Exactly how mutations to PKD1 or PKD2 cause the pleomorphic cystic phenotype remains uncertain. This is important because treatments that target primary rather than downstream secondary mechanisms are likely to be more effective. Many hypotheses have been proposed, among them an aberrant cross-talk between intracellular calcium and cAMP signaling (refs. 101, 102, and Figure 1). PC2 is predominantly found in the ER/sarcoplasmic reticulum (SR) where it interacts with ryanodine receptors (RyRs) (103). In the heart, PC2 stabilizes RyR2 in its closed position. Loss of PC2 inhibition results in higher frequency of spontaneous calcium oscillations, reduced SR calcium stores, and heart failure in zebrafish (104). Opening of PC2 and RyRs is modulated by PKA phosphorylation (105, 106). Persistent catecholaminergic stimulation and PKA-induced hyperphosphorylation of RyR2 or RyR1 makes these channels leaky, depleting SR calcium stores and causing heart failure or muscle fatigue, respectively (107, 108). Sustained upregulation of cAMP/PKA signaling in PC1/PC2 cyst epithelial cells may result in leaky PC2 and RyR1 channels and account for the reduced ER calcium stores observed in these cells (75, 103, 109, 110). A review of treatment strategies, preclinical studies, and clinical trials targeting cAMP signaling (Figure 1) has been recently published (111). The following sections review other downstream mechanisms targeted for treatment in PKD.

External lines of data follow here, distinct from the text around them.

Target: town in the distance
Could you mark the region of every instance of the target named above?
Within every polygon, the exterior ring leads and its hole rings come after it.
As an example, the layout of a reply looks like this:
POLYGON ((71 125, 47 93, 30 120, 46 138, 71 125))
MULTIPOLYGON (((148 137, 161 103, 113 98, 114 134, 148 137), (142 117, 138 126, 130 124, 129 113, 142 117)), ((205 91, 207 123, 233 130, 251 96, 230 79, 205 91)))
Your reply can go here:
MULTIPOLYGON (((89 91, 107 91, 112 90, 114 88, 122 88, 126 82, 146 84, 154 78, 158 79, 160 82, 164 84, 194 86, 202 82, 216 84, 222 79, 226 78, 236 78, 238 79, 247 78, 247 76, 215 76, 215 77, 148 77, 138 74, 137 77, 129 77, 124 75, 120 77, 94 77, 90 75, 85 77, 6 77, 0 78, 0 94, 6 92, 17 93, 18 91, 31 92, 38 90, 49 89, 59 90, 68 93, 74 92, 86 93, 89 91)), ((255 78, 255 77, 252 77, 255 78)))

Increased and/or altered expression of growth factors and receptors that regulate ureteric bud (UB) branching and collecting duct elongation in late stages of nephrogenesis (112–118) and promote tubular regeneration after renal injury (119–124) may play a role in PKD pathogenesis. These include members of the EGF family (EGF, TGF-α, heparin-binding EGF, and amphiregulin), HGF and IGF1, and their tyrosine kinase receptors, ErbB1 to ErbB4, MET, and IGF1R, respectively. In most cases, the mechanisms responsible for their upregulation in PKD are not known, but the activation of cAMP response element–binding transcription factor (CREB) and activator protein 1 enhances amphiregulin promoter activity and expression in PC1-mutated cells (125).
ErbB1, ErbB2, and c-MET kinase inhibitors and dietary-induced reduction of IGF1 limit disease severity in various rodent models of PKD (126–129). As in renal development, in which activation of ErbB1 and c-MET act cooperatively to regulate UB branching and mediate maintenance of the mature collecting duct (114), redundancy of these growth factors in PKD development may limit the efficacy of therapies that target only one receptor.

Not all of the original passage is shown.